At the time one of the attendees, with a karate background, said “there’s no going back”, and of course he was right. I am from a scientific background, and the scientific process involves change, if it did not we would still be basing medical treatment on the four humours! I am asked how I reconcile the Morris Method approach with Karate. For me it’s easy, I treat it like science.  The scientific process embraces change, science replaces the obsolete with cutting edge, as one theory or model passes the next rules until it is usurped by a better option. This often isn’t the case in martial arts.

So for us line up kihon is long gone, because this and associated practise has very limited validity, now I use what we do at Primal or similar that I or others in the club devise. Often Kihon is referred to as basics, which is what it is, whereas we practise the fundamentals, this in itself is a step forward and is one small change for the better. If we embrace the status quo that’s all we can ever get…….

April 17, 2009

Mushin #2

mushin

mushin

In a previous post I postulated that the preferential level of physiological arousal required for MMA or a fight is similar to the concept of mushin in Japanese Martial Arts, rather than a raging state. The following quote is from a short piece on developing mushin through makiwara training

“Makiwara training also develops mushin, which literally means “no mind”. If you only concentrate on the pad in front of you, your sense of awareness is limited to the board alone. The moment you make impact the mind, the spirit, and the body must join together and then instantly relax, again allowing the spirit to absorb whatever is going on around you. This total physical/spiritual contraction and then relaxation is essential to develop the ability to defend yourself against multiple opponents. Commit just as fully to the completion of the technique as you commit to the execution. The mind should be the same throughout and only with mushin can this be accomplished.”

I don’t know the person who wrote the above quote, and as such I have no idea as to the training advocated by the club/association he represents. I am fairly certain though that this approach to mushin is on the esoteric side and not really set up for defence against multiple opponents at all. It all sounds a bit airy fairy to me.
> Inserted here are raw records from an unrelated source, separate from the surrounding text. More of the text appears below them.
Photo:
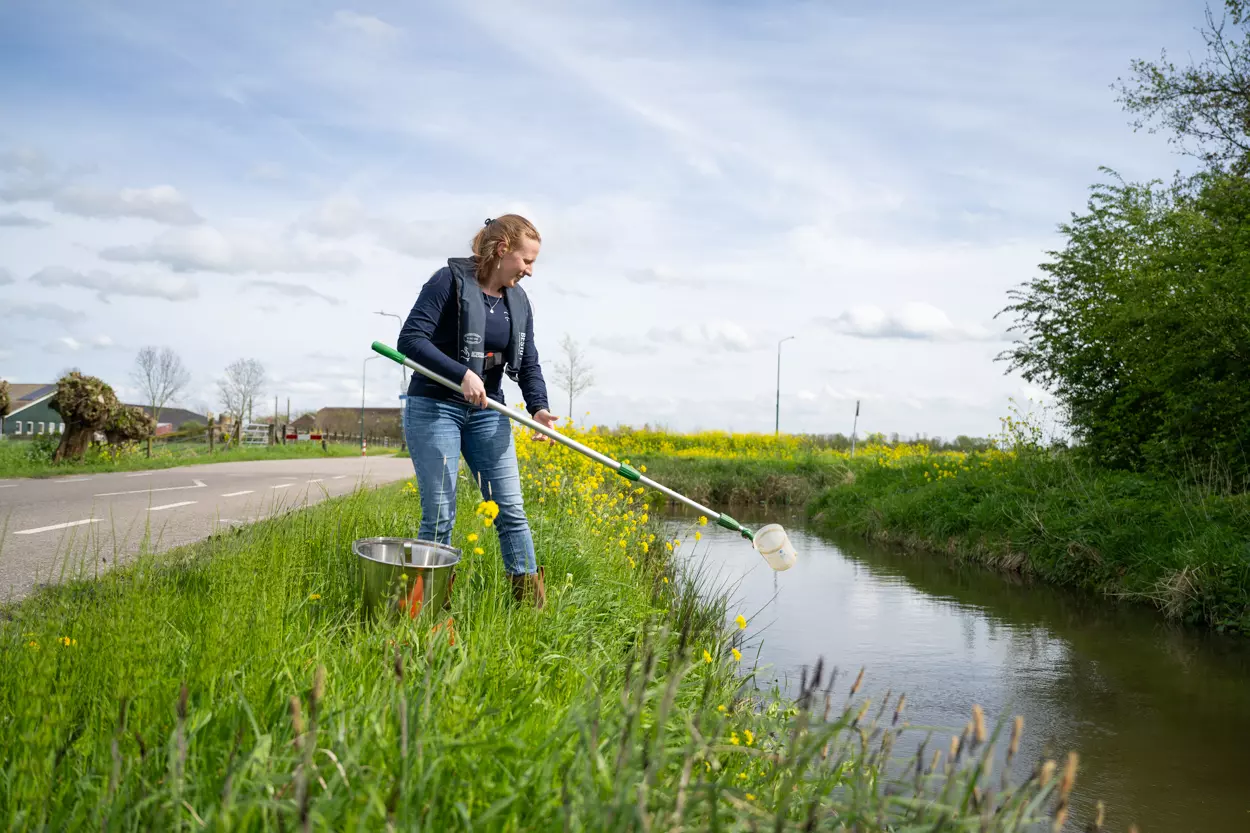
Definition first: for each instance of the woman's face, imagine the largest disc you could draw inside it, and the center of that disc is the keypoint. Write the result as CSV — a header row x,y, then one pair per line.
x,y
518,263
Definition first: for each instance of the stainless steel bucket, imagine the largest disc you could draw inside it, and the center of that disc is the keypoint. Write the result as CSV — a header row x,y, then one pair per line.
x,y
405,575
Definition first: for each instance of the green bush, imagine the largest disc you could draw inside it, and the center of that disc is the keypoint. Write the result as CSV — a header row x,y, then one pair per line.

At Primal Steve Morris would get us into a heightened state of physiological arousal, by performing drills intended to set the CNS (Central Nervous System) to a high level of motor unit recruitment so we could strike with increased power. That sentence doesn’t do the drills justice, it’s very difficult to get the feeling over in the written word. He wrote on his blog about how the sprinter Ben Johnson would do heavy squats prior to running the 100m, in order to prepare the CNS for full explosive power.
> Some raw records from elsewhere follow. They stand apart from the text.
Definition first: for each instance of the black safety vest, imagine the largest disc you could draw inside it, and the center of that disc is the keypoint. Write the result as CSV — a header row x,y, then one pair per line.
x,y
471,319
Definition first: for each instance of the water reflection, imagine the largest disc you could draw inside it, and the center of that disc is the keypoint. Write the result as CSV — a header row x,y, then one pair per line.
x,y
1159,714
(You can read what Steve Morris says about this here, here and here.)

It sounds counterintuitive, as you’d think the squatting would fatigue the muscles. Its an approach that works and enables you to get more than you think you can get. I first described the one drill on the old Shikon forum and will try again in a later post. But it’s not just the drill, it’s a case of using the drill to reach a level of intense power, an impression of which can then be “memorized” and repeated. This impression is then surpassed and a new impression “memorized”. The main outcome of the drill was very powerful strikes, but also along with the impression of power was the impression of the heightened arousal required to enable the expression of the power in the strike. Hopefully, that makes sense, you could even think of it as a mushin like coming together of the mind, spirit and body, because all of that happens. The mind is clear, you’re just observing whats happening, the spirit is high, you’re highly aroused, the CNS is set to fire at a high rate and the body fires off the shot. It’s a release, a big big release.

So while you could fit that description of mushin to what we did, it’s a giant leap, and there’s no actual indication in that description of the amplitude of arousal required, which is high, although not raging. In the previous mushin post I suggested that people may be inclined to develop a kata performance mushin, which seems to be more in line with the description above, and kata mushin is not whats needed for MMA or a fight.